They are -- conveniently -- straight, bisexual and gay, and Techine has an admiring, never pornographic, fascination with their naked forms.

They are stunning Sarah (Emmanuelle Beart), a well-heeled writer of children's books and new mother remote from her infant; her dashing husband, Mehdi (Sami Bouajila), a vice squad detective of Algerian descent; and Sarah's best friend, Adrien (Michel Blanc), a doughy, gay physician who may well be emotionally closer to Sarah than is Mehdi.

Sarah and Mehdi have an open marriage with few complications; Adrien has open arms with few takers.

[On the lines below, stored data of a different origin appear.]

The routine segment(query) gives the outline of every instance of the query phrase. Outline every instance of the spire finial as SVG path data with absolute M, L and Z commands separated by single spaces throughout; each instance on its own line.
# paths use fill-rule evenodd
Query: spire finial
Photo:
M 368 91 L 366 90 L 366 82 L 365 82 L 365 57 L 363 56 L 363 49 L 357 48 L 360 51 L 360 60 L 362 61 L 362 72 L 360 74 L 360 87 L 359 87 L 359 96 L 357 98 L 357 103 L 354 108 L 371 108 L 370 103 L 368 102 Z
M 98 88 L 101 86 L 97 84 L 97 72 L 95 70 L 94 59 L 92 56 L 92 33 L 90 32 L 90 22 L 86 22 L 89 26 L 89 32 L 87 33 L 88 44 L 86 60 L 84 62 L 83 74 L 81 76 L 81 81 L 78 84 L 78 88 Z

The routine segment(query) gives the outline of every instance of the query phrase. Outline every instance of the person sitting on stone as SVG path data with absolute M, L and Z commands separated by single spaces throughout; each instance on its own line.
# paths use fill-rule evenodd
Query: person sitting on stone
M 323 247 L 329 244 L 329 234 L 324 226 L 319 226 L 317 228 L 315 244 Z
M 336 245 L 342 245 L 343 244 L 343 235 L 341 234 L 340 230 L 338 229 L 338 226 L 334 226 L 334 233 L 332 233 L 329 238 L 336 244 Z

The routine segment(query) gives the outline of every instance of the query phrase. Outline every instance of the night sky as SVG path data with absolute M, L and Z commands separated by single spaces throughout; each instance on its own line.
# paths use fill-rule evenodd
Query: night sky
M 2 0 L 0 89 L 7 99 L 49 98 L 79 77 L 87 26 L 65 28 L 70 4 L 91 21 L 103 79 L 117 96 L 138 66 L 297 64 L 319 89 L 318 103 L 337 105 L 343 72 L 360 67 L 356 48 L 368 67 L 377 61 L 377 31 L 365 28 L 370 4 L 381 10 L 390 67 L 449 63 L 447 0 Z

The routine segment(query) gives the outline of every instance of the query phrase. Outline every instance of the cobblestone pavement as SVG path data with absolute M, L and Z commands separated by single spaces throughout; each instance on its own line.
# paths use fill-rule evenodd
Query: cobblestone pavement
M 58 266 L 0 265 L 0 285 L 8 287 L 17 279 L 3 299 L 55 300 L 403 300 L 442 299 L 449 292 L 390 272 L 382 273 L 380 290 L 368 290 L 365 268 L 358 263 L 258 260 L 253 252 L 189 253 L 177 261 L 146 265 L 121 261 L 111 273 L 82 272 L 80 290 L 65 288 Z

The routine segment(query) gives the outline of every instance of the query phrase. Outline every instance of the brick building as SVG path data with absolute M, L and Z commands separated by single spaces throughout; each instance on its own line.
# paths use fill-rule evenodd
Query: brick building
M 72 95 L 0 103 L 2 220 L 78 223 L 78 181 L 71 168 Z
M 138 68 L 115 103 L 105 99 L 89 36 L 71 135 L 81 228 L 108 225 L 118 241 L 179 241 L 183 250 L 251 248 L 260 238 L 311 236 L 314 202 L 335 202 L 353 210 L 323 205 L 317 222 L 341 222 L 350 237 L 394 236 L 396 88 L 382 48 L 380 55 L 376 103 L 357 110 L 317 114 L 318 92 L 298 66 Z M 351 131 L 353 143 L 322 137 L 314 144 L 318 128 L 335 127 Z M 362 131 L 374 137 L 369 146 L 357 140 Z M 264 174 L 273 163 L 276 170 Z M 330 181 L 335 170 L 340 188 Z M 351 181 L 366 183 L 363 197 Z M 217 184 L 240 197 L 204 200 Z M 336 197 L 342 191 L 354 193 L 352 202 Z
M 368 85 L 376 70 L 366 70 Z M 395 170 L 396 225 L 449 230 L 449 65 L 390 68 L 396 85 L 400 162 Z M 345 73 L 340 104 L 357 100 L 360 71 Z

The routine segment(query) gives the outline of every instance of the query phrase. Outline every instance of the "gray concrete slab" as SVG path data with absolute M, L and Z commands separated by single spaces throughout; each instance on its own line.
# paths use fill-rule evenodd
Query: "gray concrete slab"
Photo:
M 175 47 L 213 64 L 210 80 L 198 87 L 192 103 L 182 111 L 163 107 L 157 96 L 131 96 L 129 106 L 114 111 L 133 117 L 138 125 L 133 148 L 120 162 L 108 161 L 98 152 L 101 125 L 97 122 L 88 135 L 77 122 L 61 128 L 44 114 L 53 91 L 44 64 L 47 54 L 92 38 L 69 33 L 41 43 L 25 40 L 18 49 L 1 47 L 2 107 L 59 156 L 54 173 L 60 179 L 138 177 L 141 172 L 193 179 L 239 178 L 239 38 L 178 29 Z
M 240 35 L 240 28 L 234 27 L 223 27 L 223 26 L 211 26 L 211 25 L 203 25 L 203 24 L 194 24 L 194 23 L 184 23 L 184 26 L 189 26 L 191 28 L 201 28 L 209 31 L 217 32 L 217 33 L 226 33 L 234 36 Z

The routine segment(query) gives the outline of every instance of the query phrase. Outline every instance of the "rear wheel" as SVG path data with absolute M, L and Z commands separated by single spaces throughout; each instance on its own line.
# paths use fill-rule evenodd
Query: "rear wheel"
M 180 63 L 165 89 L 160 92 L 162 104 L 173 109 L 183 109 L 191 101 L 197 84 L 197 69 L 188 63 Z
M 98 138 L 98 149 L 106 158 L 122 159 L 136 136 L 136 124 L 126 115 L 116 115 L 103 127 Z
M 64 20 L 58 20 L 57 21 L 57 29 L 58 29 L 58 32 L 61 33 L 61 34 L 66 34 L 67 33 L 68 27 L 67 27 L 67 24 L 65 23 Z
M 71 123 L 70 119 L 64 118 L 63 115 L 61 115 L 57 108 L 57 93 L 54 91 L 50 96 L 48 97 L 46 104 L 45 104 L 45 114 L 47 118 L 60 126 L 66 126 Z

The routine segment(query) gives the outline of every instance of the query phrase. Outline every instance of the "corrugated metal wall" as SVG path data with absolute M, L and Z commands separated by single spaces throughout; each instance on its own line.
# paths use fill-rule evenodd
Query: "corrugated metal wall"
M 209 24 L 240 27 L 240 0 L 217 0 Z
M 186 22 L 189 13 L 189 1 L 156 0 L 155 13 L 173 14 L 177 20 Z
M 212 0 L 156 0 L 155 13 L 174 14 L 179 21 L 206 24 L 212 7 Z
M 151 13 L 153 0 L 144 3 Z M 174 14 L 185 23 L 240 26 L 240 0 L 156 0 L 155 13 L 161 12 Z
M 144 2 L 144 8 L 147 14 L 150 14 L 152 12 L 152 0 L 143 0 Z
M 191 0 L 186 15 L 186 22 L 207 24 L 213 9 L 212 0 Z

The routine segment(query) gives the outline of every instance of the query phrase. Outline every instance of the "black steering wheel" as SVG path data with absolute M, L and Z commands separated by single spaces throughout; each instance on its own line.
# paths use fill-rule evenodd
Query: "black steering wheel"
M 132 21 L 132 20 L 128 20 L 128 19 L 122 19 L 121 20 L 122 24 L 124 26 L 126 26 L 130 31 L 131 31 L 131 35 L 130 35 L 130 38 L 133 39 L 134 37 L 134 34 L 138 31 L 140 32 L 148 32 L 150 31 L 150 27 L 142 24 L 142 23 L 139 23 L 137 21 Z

When the doctor forms a platonic arrangement with Manu (Johan Libereau), a fawnlike charmer he meets on the cruising circuit, it has unimaginable personal and professional repercussions for the three friends.

Techine's characters bathe in the "joie de vivre" of sexual adventurism, are stunned by its mortal consequences and at once grieve, study and chronicle those afflicted with the syndrome. And at once they grieve, fear and deny how AIDS may physically afflict them. Because each of the characters responds so differently, Techine examines the epidemic's human and psychological toll from multiple angles.

With a minimum of moralizing and maximum of human emotion, "The Witnesses" tells the parallel stories of those who died and those who live to bear witness. Techine uses jumpcuts to propel his story forward, gracefully editing these jagged sequences with rare fluidity.

I would have to watch the film again to fully parse the symbolism of its underwater and airborne sequences. But I suspect Techine is suggesting that love takes us deep in the ocean, high in the sky.